In the (still uncertain) scenario of a renegotiation of this agreement, several signs suggest a firmer stance from the EU. Thus, the six member states (supported by the United Kingdom and Norway) more directly targeted have explicitly rejected any ‘trade blackmail’ linked to American ambitions over Greenland.

Let us bear in mind that the EU accounts for nearly 20 per cent of global GDP and represents a market of nearly 500 million consumers, the largest in the world. Access to it is of vital importance to the United States. But Europeans must collectively adopt a firm attitude towards the aggressor and reinforce their credibility in an assumed balance of power. The risk of escalation naturally exists, and a trade war is always a negative-sum game (especially in a context of highly integrated transatlantic value chains). But the even worse risk is that of a zero-sum game in which Europe would be the sole loser.

What has been the impact so far of rising US tariffs on EU-US trade and European growth? What impact could an additional 10 per cent tariff increase have on the main European economies given their specific specialisations and their respective dependence on the US market?
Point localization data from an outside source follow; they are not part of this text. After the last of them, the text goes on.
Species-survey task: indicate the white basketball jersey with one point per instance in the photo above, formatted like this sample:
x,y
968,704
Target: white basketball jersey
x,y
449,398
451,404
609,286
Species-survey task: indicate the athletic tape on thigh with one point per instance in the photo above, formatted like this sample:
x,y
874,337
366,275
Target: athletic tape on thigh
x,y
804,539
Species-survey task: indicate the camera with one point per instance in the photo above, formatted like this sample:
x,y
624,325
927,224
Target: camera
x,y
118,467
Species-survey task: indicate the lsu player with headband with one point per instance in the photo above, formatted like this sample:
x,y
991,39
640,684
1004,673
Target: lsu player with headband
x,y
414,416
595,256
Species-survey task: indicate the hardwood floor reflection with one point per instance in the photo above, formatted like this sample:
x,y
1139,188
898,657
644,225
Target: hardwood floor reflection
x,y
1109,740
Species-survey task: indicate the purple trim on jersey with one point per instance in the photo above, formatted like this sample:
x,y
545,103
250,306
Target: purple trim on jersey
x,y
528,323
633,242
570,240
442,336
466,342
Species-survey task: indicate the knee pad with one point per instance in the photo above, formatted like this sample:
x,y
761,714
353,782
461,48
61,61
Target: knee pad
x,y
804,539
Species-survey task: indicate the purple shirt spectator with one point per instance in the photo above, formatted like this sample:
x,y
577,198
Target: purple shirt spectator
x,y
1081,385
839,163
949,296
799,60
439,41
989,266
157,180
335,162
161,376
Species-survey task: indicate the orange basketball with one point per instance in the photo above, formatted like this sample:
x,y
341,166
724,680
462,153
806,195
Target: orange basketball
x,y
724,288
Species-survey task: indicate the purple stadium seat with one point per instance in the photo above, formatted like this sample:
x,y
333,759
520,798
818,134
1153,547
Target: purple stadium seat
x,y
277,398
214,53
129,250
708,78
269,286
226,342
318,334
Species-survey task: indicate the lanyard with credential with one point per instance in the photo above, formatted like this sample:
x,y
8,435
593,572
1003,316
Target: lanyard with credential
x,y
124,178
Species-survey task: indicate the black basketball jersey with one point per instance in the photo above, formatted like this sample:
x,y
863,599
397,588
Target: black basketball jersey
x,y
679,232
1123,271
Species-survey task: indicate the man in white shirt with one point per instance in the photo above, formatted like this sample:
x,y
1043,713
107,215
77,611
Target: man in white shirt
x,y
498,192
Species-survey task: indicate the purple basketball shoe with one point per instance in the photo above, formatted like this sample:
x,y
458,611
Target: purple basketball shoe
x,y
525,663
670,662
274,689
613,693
Since the first US tariff increases, EU-US trade (around €1.1 trillion per year) has slowed. European exports to the United States have fallen by about 5 per cent in volume over twelve months, reducing European growth by around 0.2 percentage points in 2025, according to estimates by the Commission and the ECB. Certain sectors (automotive, machine tools, chemicals, etc.) have been more affected. It should be noted that US importers significantly increased their purchases in the first quarter in anticipation of the application of the tariffs. Overall, the impact is significant but not dramatic, given that gross EU exports to the United States account for only 3 per cent of its GDP. A further 10 per cent increase could, according to some estimates, shave between 0.2 and 0.5 per cent off medium-term European growth (already low at 1.3 per cent in 2026 according to the IMF), with asymmetrical effects (probably twice as large in Germany as in France, for instance), linked to the specialisations of member states’ economies and their level of exposure to the US market. In such an uncertain environment, where increasingly extravagant announcements multiply (such as Donald Trump’s latest threat to apply a 200 per cent tariff increase to French wines and champagne if France does not join the ‘Council of Peace’), one is tempted to recall the aphorism of the humourist Pierre Dac: ‘Predictions are difficult, especially when they concern the future.’ Let us take the reasonable view that a firm and coordinated European response to its aggressor, although involving short-term risks, may reduce long-term uncertainty, to its own benefit and to that of a global economy threatened by fragmentation.